The eight staff judges of this year’s Indie Game Maker Contest have completed their work and our unranked Top 10 can be seen here. We have to wait for our celebrity judges (these cool people) to weigh in before we can announce the winners but given that my role is just about done, I thought I would take some time to reflect on my experience as a judge.

When you’re involved in a community devoted to indie games, you hear a lot of talk – talk about what makes a game good or what makes a game sell (as if any of us know). However, you don’t always see a lot of action to back that up. Finishing a game is a lot more work that finishing a post containing your opinion. But for this year’s contest, hundreds of you proved you can walk the walk in addition to talking the talk. These games were full of creativity and ambition. I saw very few games that were “phoning it in.” You weren’t out to just win the money, you were out to make excellent games…and many of you did!

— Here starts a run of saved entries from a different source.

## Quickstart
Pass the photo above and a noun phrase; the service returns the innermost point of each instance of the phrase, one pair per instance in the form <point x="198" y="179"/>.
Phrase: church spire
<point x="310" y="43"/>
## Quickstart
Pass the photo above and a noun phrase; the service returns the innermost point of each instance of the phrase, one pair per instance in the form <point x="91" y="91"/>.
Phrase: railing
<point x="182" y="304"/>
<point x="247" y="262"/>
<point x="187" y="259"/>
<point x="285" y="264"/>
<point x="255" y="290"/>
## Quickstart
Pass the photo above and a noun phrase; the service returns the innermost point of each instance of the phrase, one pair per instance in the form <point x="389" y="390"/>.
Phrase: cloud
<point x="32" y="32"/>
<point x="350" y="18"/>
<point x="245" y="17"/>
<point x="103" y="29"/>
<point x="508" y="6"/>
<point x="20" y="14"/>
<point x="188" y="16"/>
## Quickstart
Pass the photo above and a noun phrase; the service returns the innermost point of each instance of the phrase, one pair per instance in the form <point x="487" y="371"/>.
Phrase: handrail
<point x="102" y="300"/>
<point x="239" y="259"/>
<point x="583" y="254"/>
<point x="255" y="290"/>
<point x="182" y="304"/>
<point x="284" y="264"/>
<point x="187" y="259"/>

I wish I could be more specific but that still has to wait. I will say that when the full list of prizes has winners and not just the top three, you will understand what I mean. I saw people willing to take a leap of faith with genres and engines that were not nearly as well-represented last year. More often than not, that ambition was backed up by some formidable talent, whether in art or programming or just good old game design instincts.

And some big rewards at that!

Of course, with ambition comes risk. There were some beautiful-looking games that crashed immediately when I tried to play them, resulting in disqualification. Even more unfortunate was when we had a game that many judges liked a lot but had a game-breaking bug that got through screening. This happened pretty often and not everyone hits these bugs but when you do, the procedures are clear. In a contest this competitive, losing 10 points for a bug like that instantly takes you out of the running for the big prizes.

If I have one suggestion to offer next year’s entrants, it would be one that I’ve emphasized several times in this blog – Test Your Game. Have other people test the game. Leave yourself time to clean up whatever bugs they might find. I know a month isn’t a lot of time to work with, but the games that will win this thing all run very smoothly.

Once again, I think this contest brought out the best in the indie game community. The passion with which you all embraced this challenge made it an awesome experience. 10/10 would judge again.

I will have much more to say once the winners are announced on October 24. See you then!